The six verses I chanted at services last Shabbat (Parashat Shemot) included these mysterious ones:
4:24 At a night encampment on the way, the Lord encountered him and sought to kill him. 25 So Zipporah took a flint and cut off her son's foreskin, and touched his legs with it, saying, "You are truly a bridegroom of blood to me!" 26 And when He let him alone, she added, "A bridegroom of blood because of the circumcision."
This odd interlude takes place right after Moshe begins the trip to Egypt in response to God's order:
4:22 Then you shall say to Pharaoh, 'Thus says the Lord: Israel is My first-born son. 23 I have said to you, "Let My son go, that he may worship Me," yet you refuse to let him go. Now I will slay your first-born son.'"
Why interrupt the story to talk about circumcision? wondered the rabbi at services. Who is the "him" that God tries to kill (Moshe? the son?)? And what in the world is a "bridegroom of blood"? I was very grateful for this d'var Torah, because I had no idea what I was talking about when I chanted. The rabbi admitted that no one else really knew (our humash, Etz Hayim, says that it might be a fragment of an ancient myth whose meaning is lost) but offered a few suggestions. You'd think that Moshe and family would be in a hurry to begin the trip; why, then, did they stop to rest? Drawing a parallel between the blood of brit milah and the ritual of blood on doorposts that saved the lives of the Israelite firstborn, maybe it's commentary on the need to take action--keep going, don't make camp. (Along these lines, Aviva Zornberg noted the similarity between the word for night encampment [malon] and circumcision [milah].) The story of the Jewish people, over and over again, is one of motion and response.

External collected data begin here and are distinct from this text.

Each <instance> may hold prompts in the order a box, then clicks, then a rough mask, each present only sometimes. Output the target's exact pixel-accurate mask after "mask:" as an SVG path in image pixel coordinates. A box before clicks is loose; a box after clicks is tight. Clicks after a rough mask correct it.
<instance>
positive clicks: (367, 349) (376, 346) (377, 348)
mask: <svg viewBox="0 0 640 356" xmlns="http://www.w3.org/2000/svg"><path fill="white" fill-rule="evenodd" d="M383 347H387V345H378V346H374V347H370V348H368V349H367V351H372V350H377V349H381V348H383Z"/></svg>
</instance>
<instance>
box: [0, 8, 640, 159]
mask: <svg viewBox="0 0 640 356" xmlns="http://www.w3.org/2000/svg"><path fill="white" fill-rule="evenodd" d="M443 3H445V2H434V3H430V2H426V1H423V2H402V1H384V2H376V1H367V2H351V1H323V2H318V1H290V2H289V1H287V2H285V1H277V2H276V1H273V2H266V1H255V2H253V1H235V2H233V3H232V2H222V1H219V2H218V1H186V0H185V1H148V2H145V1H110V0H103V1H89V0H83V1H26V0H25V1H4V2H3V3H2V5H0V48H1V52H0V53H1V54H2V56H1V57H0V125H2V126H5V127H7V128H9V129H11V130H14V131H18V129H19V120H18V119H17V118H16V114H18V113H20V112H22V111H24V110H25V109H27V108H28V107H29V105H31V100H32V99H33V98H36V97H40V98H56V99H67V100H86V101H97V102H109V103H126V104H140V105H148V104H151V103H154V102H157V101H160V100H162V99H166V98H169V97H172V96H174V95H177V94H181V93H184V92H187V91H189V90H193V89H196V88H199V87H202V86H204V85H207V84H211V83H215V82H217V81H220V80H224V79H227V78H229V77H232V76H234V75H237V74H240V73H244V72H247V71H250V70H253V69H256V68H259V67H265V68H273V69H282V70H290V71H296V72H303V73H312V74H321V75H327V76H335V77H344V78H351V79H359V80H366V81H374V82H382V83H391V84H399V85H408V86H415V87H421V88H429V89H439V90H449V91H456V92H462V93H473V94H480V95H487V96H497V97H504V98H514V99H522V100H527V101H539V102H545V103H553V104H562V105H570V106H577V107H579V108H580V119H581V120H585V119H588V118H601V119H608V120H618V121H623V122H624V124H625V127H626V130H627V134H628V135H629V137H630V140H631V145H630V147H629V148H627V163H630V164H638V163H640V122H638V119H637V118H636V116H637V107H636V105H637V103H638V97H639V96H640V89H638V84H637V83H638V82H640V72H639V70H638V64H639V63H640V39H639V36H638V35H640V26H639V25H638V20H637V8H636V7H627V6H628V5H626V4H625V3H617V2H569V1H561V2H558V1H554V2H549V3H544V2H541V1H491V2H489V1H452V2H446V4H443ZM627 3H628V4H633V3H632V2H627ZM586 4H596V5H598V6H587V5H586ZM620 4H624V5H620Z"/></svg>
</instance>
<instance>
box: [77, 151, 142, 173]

I'm losing a lot in the retelling (and I was busy studying what I was about to chant as the rabbi spoke, so paid less attention that I should have), but the message I came away with was as in Lekh Lekha: Don't wait. Do something. Last week I was thinking about the contemplative orders of other religions, like monks and nuns. Judaism has nothing like that, and Jewish meditation (at least in my limited experience) even frames itself as a way to create focus to help repair the world--to take better action.
So why did God create beings who so love to procrastinate? (I guess God really does have a sense of humor.)